Keylin's 10 recommendations
As a developer, focusing on your goals throughout the day is crucial. This can be difficult when faced with distractions, as we usually are when working from home, but you can stay on track if you keep your goals clear and concise. Working from home leads to motivation and excellence if you create a space and routine you love waking up to!
Keep your goals in mind but don’t forget about breaks too! Developers spend a lot of time on desks and looking at screens, so be conscious of how rest can impulse your work afterward. Recharge and come back to your work with fresh energy!
(If you aren’t a developer, you should go directly to the last two).

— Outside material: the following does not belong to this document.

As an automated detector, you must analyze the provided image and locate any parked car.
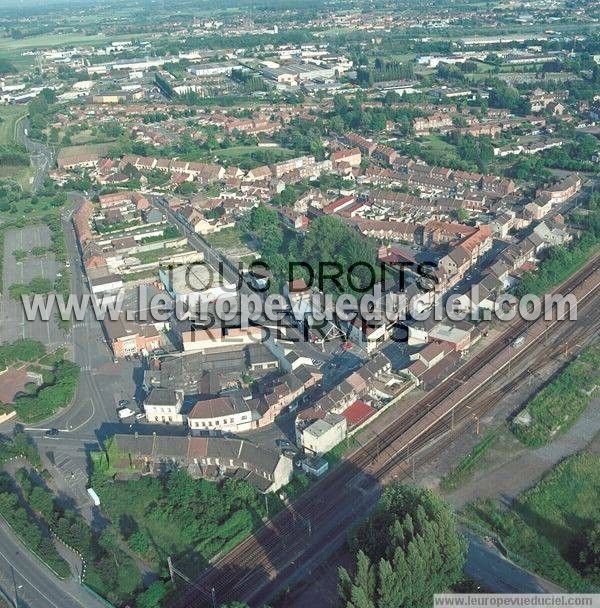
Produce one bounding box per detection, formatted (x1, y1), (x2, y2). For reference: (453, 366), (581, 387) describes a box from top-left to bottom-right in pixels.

- Stay alert! Fixing one bug can create additional bugs!
- Code is fragile; treat it as such! Code can be rigid, inextensible, and even not testable!
- Features work most of the time, but sometimes they don’t, and that’s okay. Keep working on it.
- Don’t be afraid to make changes just because it might cause a code crash.
- Build more efficient and maintainable code by eliminating bad design.
- Avoid or minimize the need to refactor code.
- Eliminate rigidity, fragility, immobility, and strong cohesion.
- Create code easier to understand, maintain, and test. For you and for others.
- Believe in what you are doing. Do work that matters!
- Stay passionate!
Success is all about communication
“I keep transparency and communication as priorities because I’ve learned with time that you need to speak up if you really want to be heard. As a woman, it took me a while because we are often accustomed to being silent or mansplained in this industry, but now I say what I need to say, and I ask for help when I need to. It has served me well in my life.”
“I make sure to say hi to the teams before I begin my tasks because this way, we start on a good note.”
Try to learn from everything
“Ego can be a very common feature in this industry, but you must go past that to evolve as a person and part of a team.”
With SOLID principles, she learned them as a guide to making code just as she likes: Well done and well structured. But she wasn’t given them as a topic in her education; instead, she put them into practice when encountering what she calls a spaghetti code in a project way passed her graduation.
“What makes a spaghetti code is that it has a fragile foundation and the efficiency lacks and it’s difficult to escalate. As the name says, it looks like spaghetti.”
“It’s worth mentioning that these principles are not absolute truth but rather a proven guide that will lead us down a more enjoyable path when programming. Not only for me but any programmer who will use your code.”
Work smarter, not harder
“How you know and see code can be the difference between a headache code and a power source.”
People need to be open about learning, adapting, and adopting elements to their lives. In a developer’s case, these principles like SOLID can assure quality and efficiency, plus minimizes repetitive code.
What would have happened if she decided she already knew everything she needed and worked that spaghetti code like that?
She’d probably be working on it still!
SOLID taught her what a good foundation and a firm structure could avoid her in the future and present. Yet, these are not the only ones she recommends you look at as a software developer.
KISS, SOLID and DRY
KISS is an acronym for the phrase "Keep it simple, Stupid!"
DRY stands for "Don't Repeat Yourself"
Keep your goals clear
and your code clean!
To be a developer requires organization, patience, consistency, bravery, empathy, and a little bit of craziness- the good kind. Because good code is like a garden; it’s beautiful and well-organized. But bad code can be compared to weeds – they’re everywhere! The differences might not seem significant at first glance, but you’ll notice how they can affect your work over time. If you notice it too late, it can seriously affect your projects.
Developers must be careful and conscious to ensure that code is as consistent and uniform as possible. For future development and to facilitate work for other teammates or developers who might go into this code later.
There are many keys to happiness in development. But when you can focus on your goals and keep your code clean and consistent, you can work better and become better.
Keylin’s recommendations and way of working are a great examples of doing what you love in a place you enjoy and can motivate you to become the best.